Jeromy Evans wrote:
Mansour wrote:
An alternative approach is that you don't allow persistent entities
to be modified within your actions whatsoever and all updates are
applied behind a service layer that performs reattachment and updates.
How do I do this (reattachment and updates)? Assuming I have a very
big and complex entities.
The most appropriate approach depends mainly on the complexity of
your entities and the separation of concerns you require.
OK, that's what I have in my business layer. Tere's a facade for my
business layer. The actions can obtain a reference to this facade
through the session by implemeting SessionAware.

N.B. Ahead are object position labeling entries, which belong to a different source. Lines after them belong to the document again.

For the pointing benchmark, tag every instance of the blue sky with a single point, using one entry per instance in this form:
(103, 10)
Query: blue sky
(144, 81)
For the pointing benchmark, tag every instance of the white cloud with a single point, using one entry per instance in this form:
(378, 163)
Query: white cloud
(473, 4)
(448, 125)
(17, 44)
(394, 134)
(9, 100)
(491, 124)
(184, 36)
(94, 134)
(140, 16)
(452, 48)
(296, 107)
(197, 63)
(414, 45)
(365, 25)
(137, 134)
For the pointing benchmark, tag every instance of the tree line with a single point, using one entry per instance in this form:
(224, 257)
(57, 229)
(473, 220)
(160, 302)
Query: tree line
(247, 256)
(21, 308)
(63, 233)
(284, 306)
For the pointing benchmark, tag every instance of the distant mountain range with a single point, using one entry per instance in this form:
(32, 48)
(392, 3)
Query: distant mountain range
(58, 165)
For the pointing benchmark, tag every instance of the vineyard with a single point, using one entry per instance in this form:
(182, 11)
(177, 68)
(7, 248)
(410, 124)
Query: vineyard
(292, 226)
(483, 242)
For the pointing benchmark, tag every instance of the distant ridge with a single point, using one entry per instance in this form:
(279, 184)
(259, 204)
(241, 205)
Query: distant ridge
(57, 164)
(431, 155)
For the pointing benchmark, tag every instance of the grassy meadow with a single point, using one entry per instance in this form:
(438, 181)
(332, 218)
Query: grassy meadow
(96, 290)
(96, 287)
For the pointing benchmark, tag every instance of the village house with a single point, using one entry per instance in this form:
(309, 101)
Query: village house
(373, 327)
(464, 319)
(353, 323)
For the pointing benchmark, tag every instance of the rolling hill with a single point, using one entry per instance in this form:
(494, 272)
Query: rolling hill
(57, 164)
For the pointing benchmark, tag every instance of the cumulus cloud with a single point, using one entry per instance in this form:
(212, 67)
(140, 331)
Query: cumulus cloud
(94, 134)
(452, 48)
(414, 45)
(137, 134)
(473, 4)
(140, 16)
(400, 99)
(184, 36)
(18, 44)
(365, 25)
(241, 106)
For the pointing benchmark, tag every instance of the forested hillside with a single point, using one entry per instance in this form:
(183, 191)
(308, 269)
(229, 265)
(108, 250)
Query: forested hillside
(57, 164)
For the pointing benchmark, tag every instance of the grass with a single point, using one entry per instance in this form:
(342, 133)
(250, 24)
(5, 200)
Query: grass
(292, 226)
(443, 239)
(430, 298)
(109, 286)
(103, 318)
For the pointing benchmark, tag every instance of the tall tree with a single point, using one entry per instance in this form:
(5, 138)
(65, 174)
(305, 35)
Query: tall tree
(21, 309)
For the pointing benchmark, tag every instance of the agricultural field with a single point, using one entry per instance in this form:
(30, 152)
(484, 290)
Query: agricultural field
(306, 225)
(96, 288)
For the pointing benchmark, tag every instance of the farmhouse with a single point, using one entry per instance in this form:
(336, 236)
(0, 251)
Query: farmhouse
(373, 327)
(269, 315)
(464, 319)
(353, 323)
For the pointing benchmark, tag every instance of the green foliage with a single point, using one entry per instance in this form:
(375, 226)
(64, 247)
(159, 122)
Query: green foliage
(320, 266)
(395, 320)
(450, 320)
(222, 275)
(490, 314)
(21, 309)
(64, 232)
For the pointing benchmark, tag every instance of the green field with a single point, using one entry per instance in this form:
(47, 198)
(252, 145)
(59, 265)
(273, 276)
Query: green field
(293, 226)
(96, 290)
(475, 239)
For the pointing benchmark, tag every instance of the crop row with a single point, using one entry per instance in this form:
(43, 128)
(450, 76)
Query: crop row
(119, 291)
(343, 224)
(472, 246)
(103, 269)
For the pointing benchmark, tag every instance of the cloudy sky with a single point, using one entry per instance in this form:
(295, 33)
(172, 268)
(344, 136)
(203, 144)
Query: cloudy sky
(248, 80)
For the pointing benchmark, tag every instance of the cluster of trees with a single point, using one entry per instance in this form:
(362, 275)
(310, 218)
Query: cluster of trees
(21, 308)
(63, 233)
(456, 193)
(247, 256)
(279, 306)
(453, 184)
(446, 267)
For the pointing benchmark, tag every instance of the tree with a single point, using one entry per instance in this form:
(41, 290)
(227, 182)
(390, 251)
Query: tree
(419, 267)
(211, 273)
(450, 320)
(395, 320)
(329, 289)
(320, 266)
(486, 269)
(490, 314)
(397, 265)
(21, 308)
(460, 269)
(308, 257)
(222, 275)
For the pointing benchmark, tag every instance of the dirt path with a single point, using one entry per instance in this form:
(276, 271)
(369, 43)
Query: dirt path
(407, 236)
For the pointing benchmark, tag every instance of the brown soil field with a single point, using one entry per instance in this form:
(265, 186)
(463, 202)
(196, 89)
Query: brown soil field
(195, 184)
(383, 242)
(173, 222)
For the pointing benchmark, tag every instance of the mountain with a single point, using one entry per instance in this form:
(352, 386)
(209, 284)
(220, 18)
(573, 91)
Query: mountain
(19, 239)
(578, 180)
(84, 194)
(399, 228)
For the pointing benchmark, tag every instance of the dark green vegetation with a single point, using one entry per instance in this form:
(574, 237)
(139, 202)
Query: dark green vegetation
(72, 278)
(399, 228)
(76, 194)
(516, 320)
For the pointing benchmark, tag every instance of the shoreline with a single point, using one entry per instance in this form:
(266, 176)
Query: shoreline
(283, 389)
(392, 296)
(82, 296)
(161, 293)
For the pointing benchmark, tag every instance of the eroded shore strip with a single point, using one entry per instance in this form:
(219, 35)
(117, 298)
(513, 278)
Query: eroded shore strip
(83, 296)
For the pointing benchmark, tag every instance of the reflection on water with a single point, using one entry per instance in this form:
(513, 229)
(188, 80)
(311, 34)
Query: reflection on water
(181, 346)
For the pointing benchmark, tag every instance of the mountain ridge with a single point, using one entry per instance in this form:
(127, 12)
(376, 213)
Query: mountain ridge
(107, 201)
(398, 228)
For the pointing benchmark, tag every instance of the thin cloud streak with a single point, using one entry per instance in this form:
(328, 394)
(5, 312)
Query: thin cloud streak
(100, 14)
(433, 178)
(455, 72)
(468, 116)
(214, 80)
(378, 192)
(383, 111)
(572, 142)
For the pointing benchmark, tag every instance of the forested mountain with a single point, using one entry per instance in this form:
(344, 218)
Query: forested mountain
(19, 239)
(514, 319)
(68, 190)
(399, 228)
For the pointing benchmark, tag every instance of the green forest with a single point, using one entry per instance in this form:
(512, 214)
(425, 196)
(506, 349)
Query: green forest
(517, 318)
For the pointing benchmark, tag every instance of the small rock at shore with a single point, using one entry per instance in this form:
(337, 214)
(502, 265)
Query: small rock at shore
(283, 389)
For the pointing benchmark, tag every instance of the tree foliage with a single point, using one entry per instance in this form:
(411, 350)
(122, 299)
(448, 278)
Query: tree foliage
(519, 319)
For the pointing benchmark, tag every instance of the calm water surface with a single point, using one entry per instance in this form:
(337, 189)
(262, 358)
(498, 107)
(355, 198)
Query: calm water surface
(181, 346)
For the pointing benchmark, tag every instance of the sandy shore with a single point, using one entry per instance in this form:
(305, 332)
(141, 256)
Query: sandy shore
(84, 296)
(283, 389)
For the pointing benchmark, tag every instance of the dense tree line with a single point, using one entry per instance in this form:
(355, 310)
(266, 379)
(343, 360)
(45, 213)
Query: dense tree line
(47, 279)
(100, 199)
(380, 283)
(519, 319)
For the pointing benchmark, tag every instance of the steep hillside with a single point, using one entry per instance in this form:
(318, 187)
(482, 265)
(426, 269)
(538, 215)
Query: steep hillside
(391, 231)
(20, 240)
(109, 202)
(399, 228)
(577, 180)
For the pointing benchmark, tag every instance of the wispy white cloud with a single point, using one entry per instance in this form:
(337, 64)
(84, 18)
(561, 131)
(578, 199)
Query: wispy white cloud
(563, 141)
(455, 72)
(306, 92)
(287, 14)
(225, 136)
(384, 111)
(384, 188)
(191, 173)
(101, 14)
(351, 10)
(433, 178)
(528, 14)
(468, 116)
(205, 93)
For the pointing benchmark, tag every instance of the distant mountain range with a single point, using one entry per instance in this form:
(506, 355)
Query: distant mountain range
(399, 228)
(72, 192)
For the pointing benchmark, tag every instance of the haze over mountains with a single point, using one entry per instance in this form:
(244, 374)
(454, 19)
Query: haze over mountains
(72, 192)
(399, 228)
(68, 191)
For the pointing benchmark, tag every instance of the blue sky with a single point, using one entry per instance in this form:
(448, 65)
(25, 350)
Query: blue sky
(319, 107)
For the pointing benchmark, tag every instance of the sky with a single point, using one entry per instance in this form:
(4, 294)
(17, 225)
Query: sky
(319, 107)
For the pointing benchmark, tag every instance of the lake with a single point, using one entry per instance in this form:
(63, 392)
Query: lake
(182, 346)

In this case, at the layer interface you would manually transfer the
relevant content of the persistent entities to simple beans created
especially for the use-case. Your actions use the beans, not the
entities. Updates from the beans are manually applied by your code to
the persistent entities behind the layer (load, apply changes
manually, persist). These simple beans are sometimes called Data
Transfer Objects (DTOs), and by manually I mean you have to write code
to explicitly apply the conversion and updates to and from the simple
beans and persistent entities.
This is exactly what I was trying to avoid doing in the first place. The
way my code works now is by taking the bean from the view and pass it to
the business facade, where it over writes only the properties that have
changed. But again, what If I have complex Entities. On the other hand,
this approach forces you to consider the view when you are working in
your model, so you have to keep in mind that this properties are
populated by the view and it's (IMHO) against the pattern of DAO, where
you use only object (DTO) to communicate between different layers of the
system. In this approach we are really using properties (fields) that
are wrapped in an object.
The way I want to do it, is to totally separate the layers, so if I
needed to update or modify different fields in the future, I shouldn't
touch the business layer, as this is not really a change in the
functionality. Makes sense?
I think the approach you gave me earlier is the best in this case, which
is to use the preparable. Any advice or comments or tutorial about how
to use preparable in this scenario?
This comes at great cost in terms of the amount of code and testing
required as well as processing performance compared to the other
approach. The advantage is that the layer can provide strict
constraints on how data can be viewed and updated (good security),
your business layer is COMPLETELY distinct and independent of the view
(good when you have large teams or multiple views) and the business
layer can easily be distributed (remote and/or clustered services).
That's essentially the basis of EJB. If you ever use GWT you'll also
take the same approach. I stress though, that's a lot more effort and
the additional cost is not appropriate in most web applications.